On the topic of the Minimum Wage Taskforce, you heard Prime Minister John Briceno say yesterday that his government is hoping to raise the minimum wage by the end of the year.

It was another of his party's general election promises from 2020, but the Belize Business Bureau is basically saying, "Don't wait; implement the wage increase now."

It's different from their sister organization, the Belize Chamber of Commerce and Industry, which continues to call for a phased-in approach. But, as viewers are aware, both organizations share the same Senate Representative in the Upper House Chamber. So, at midday, we got a chance to ask the President of the Belize Business Bureau about the divergent view on minimum wage. Here's what he had to say:

Arturo Lizarraga - President, Belize Business Bureau
"There is an extreme amount of poverty where kids are sleeping more hours than normal because there is only 1 plate of dinner on the table.
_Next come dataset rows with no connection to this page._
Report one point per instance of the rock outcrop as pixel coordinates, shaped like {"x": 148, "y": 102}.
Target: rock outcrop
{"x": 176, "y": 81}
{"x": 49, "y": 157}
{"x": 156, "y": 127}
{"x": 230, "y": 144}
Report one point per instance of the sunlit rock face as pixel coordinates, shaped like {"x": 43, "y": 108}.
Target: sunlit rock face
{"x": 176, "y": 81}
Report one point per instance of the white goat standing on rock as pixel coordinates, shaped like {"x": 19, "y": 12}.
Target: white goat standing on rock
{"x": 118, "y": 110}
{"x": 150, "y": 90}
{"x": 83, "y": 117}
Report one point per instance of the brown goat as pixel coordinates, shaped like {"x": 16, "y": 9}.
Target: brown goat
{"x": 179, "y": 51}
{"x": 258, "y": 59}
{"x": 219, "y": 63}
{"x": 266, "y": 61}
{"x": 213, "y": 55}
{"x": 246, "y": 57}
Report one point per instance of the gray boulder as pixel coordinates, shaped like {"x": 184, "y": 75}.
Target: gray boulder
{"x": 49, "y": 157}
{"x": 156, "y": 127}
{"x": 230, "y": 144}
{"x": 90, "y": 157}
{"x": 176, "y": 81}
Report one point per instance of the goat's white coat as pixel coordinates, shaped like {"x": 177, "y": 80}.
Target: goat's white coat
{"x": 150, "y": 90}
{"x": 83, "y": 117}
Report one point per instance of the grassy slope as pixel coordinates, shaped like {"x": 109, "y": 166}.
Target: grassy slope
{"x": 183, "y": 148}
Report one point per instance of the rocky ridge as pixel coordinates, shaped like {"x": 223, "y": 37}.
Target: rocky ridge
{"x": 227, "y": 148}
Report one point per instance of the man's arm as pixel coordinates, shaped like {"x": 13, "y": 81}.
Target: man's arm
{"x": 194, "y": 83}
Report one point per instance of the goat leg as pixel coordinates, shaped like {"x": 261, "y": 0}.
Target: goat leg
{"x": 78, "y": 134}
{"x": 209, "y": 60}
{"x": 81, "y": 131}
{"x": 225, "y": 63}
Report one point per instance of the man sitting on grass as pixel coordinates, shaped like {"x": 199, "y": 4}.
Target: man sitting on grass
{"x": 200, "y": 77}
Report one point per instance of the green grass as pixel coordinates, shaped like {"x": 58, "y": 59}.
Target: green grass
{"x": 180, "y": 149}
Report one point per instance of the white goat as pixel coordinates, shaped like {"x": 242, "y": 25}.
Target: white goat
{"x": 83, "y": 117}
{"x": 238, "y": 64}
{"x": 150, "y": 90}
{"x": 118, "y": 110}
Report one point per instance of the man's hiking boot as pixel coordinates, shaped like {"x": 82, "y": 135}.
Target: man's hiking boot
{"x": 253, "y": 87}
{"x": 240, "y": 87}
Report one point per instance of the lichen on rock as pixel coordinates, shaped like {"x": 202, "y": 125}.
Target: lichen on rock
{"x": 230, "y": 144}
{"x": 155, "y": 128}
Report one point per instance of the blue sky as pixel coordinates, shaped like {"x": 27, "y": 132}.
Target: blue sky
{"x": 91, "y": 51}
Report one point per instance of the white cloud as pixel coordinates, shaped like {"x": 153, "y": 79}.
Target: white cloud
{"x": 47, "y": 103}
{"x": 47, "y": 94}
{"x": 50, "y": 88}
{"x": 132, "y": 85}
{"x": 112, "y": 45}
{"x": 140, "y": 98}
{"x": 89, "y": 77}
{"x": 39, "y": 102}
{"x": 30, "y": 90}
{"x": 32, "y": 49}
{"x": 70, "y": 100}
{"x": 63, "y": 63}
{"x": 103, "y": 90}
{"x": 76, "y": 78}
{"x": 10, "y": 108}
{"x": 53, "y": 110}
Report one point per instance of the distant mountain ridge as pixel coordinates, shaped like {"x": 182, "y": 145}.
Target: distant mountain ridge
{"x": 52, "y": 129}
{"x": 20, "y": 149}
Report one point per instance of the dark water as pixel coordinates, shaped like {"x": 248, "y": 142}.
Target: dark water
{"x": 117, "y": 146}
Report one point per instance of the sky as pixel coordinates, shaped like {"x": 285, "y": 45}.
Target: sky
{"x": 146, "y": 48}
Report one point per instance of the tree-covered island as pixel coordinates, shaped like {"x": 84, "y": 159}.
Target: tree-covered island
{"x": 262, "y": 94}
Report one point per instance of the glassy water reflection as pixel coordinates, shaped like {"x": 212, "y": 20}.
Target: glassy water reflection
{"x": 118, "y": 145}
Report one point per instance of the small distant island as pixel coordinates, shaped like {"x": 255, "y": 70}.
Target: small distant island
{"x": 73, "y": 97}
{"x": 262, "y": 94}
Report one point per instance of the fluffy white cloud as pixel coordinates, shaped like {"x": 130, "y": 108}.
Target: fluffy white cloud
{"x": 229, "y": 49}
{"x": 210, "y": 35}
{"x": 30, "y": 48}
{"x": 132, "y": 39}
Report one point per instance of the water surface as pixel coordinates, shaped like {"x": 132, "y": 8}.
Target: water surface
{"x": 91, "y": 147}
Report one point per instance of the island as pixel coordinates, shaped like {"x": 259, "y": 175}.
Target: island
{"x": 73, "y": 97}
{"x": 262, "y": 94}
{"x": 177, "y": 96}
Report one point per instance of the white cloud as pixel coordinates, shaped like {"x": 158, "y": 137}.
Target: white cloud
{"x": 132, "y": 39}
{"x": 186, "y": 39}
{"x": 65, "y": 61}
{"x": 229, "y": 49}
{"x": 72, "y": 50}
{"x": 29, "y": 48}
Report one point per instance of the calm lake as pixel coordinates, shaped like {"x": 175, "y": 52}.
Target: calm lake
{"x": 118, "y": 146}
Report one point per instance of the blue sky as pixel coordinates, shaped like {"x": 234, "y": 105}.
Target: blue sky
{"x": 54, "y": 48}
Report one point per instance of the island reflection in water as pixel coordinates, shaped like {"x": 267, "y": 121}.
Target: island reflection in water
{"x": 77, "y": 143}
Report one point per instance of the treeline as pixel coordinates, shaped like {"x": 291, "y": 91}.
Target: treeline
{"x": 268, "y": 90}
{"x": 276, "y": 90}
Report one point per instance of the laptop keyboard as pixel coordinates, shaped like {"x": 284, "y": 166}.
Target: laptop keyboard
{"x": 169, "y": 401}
People are borrowing just to eat, and I believe that the Prime Minister should take the opportunity to institute the $5 minimum wage immediately in all sectors, perhaps except agriculture, and agriculture should be phased in at least two years, but no more than two years. If you give people that $5, they'll spend it and they'll spend it on food. And so that gives a new dynamic to the economy. It allows the government to collect more taxes. It allows people an opportunity to deal with inflation because inflation is not just fuel. Inflation is the supply chain."

Reporter
"I'm surprised that you take you've taken this view to quickly implement the $5 minimum wage for two reasons. One: the other business group, the Chamber of Commerce, has long advocated for a phased approach. And the second argument that I put to you is the fact that by the time we do implement the $5 minimum wage, it simply might not be enough. How do we square that off?"

Arturo Lizarraga
"Very easy, Fat belly is telling hungry belly to wait, and that can't continue. Anybody who has their bread on the table, their air conditioning, and near their car nicely filled up with gas, is telling the rest was hungry outside looking in, wait, we can take care of you, and we can't sustain that. Let us give the people their $5 and let us give it to them now. We can't wait because, by the time we wait, we ease all the value. People will lose their homes. They're borrowing to eat. Soon, they'll have to sell the house just to eat. Or they might have to give up education just to eat. So we can't afford that; our people need a break."